His first step was to take part in the Pacific Pro Scrimmage, a program designed to help propel free agents to the NFL and the Canadian Football League.
“There were 14 other players there, most were straight out of NFL training camps,” Satcher said. “It was designed to help us correct techniques and get us in front of NFL and CFL scouts. I was the only non-pro athlete and the only military athlete invited to this event.”
At the scrimmage, Satcher had the opportunity to show his skills to scouts from the San Francisco 49ers, the Los Angeles Rams, the New York Jets, the Los Angeles Chargers and the Cleveland Browns. It also opened the door for him to participate in a larger scouting opportunity – the American National Combines.
In order to attend the training, Satcher utilized the We Are All Recruiters program, which grants active-duty Airmen permissive temporary duty status to participate in an event that helps Air Force recruiting efforts.
Approval for WEAR is limited to those events where Airmen are directly speaking to potential applicants or influencers about Air Force opportunities.
Requests must first be approved by the individual’s commander in accordance with Air Force Instruction 36-3003, Military Leave Program. Members may receive up to 14 days permissive TDY each year to attend WEAR events. Requests are then routed through the Air Force Recruiting Service public affairs office to the AFRS commander.
“The WEAR program is awesome for giving me the opportunity of a lifetime to attend these events under permissive TDY,” Satcher said. “It was nice not having to eat up all of my leave.”
Satcher had an Air Force compression shirt specially made and approved for the event so he could represent the Air Force.
“I felt like a celebrity,” he said. “The Air Force shirt with my name underneath brought up a lot of questions from people passing by and those who were part of the group. Let’s just say my chest was definitely out and I really enjoyed telling my story to those willing to listen on and off the field. I was proud to have a testimony … and a very unique one at that.”
Satcher brought some impressive testing results to the ANC – 4.42 seconds in the 40-yard dash, 32 bench press repetitions at 225 pounds and a 43-inch vertical leap.

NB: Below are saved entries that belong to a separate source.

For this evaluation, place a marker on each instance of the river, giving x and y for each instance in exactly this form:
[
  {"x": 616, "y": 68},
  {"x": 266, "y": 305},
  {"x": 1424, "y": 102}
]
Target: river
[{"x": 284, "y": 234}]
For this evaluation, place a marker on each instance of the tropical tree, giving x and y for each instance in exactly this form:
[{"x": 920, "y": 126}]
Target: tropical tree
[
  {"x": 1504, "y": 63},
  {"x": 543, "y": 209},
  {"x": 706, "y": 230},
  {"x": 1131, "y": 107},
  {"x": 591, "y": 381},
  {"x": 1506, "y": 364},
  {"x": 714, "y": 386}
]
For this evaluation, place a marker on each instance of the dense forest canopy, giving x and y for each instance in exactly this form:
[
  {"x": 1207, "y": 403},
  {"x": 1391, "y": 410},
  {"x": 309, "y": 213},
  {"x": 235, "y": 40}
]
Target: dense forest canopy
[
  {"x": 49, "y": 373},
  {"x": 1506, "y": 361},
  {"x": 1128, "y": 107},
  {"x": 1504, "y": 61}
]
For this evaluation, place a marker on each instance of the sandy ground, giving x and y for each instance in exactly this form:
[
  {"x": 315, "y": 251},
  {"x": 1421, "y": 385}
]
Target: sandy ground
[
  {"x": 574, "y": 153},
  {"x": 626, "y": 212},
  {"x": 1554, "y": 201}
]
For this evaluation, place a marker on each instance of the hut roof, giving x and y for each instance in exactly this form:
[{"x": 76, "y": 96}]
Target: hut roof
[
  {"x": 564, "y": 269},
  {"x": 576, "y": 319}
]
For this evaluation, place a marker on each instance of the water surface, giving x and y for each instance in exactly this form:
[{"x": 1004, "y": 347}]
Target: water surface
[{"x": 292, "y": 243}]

“Things went very well at ANC,” he said. “Even though I injured my left hip flexor/IT band during the 40-yard dash, I was able to still perform very well in my individual drills.”
While no NFL team has made Satcher an offer yet, he was noted as a person of interest at ANC and asked to send additional film of his workouts. He now weighs 215 pounds and has some eye-popping statistics.
“Being that I am my own agent, my overall goal right now is to continue to update my film and send it out to different teams,” he said. “If I need to try out for Canadian football, then I will do that as well – really just anything I can think of that’s going to get better footage and that one ‘yes’ that I’m looking for.”
Satcher said his co-workers have been very supportive of his pro football pursuits.
“AFTAC has been one of my biggest supporters during this entire process,” he said. “I have never had this much support from a work family in all my days. I’m not just talking about co-workers. I’ve had many people reach out to me across the work enterprise in support of me. It’s an amazing feeling.”
Making it to the NFL at 30 may seem like an unreachable goal, but Satcher believes he can do it.
“My goal is to show people that things you may think are impossible all have a door wide enough for you to fit through, no matter how old you are,” he said. “I want to show people the power of having faith and sticking to what you say you’re going to do.”
“I just want to say to the world that there is no special equation for achieving your dreams. You can’t just chase them, you have to stalk them and hunt them down until they are yours. Remember that behind every setback is an even greater comeback.”